Intolerable – Part 1

How to Repair Glucose Intolerance, Part 1

How much does glucose tolerance – or intolerance – matter to a physique athlete? With all the talk in T-mag and the T-mag forum, it’s high time we covered some basics.

Many of us realize that obesity is related to poor carbohydrate handling in Type II diabetics but how about the rest of us? Why is insulin a “Jekyll and Hyde” hormone that can be friend and foe? Why does John Berardi panic over caffeine’s effects on glucose tolerance? (That’s partly tongue-in-cheek, John!) Why do I keep harping on the importance of nutrient timing/ temporal nutrition? How can we manage insulin to our aesthetic and healthful advantage? Why do I keep asking so many questions?

There are still so many questions surrounding glucose tolerance for bodybuilders that the whole issue can become, well, intolerable!

Let’s answer at least a few of these difficult questions. And hey, let’s do it with a few anecdotes so you don’t all fall asleep!

First, many readers know that insulin is our most anabolic hormone. But how anabolic is it? Well, once upon a time, prior to a protein supplementation/ bodybuilding study, a pretty small and fatigued looking research subject showed up to volunteer. He stated that he “used to be big” and that he was a Type I diabetic (no endogenous insulin production) and hadn’t bothered to take his insulin much lately. He then explained that he had reportedly lost over 30 pounds in the prior 2-3 months. Dude. Do you enjoy having Mrs.

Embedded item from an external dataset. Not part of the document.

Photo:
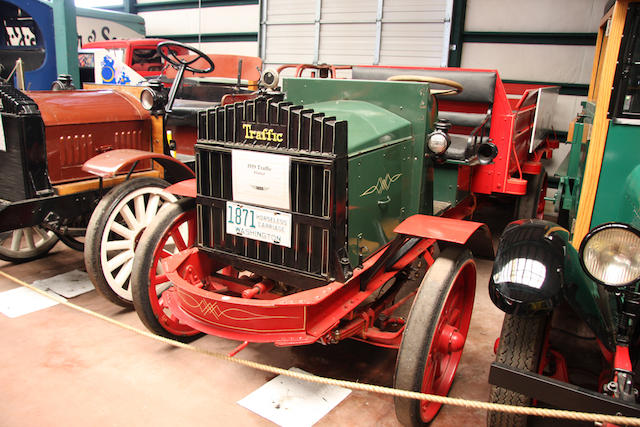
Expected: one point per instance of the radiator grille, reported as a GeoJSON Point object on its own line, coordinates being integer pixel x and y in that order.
{"type": "Point", "coordinates": [318, 183]}
{"type": "Point", "coordinates": [23, 162]}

Butterworth’s syrup for blood? How about that nice blurred vision, constant peeing, thirst, hunger, and all the other dangerous risks of diabetes?!

Needless to say he was forwarded to healthcare authorities and was unable to participate in our protein research. No amount of supplementation was going to help this guy. But you can see the power of insulin. Take it away and boom! You’re small.

Conversely, many of you are also aware of the fat-building power of insulin. You probably also know about the rising state of diabetes and Syndrome X in the U.S. In Temporal Nutrition, I mentioned that I’ve been putting in a lot of time at a local medical center that’s had amazing results using Metformin with over-fat, hyperinsulinemic (insulin-resistant) patients.

Although they have near-normal blood glucose concentrations, they exhibit absolutely nutty insulin levels to keep their blood sugar in check. This kind of insulin resistance, once thought of as an adult issue like Type II diabetes, is happening frequently now with kids too (as is Type II diabetes in general nowadays).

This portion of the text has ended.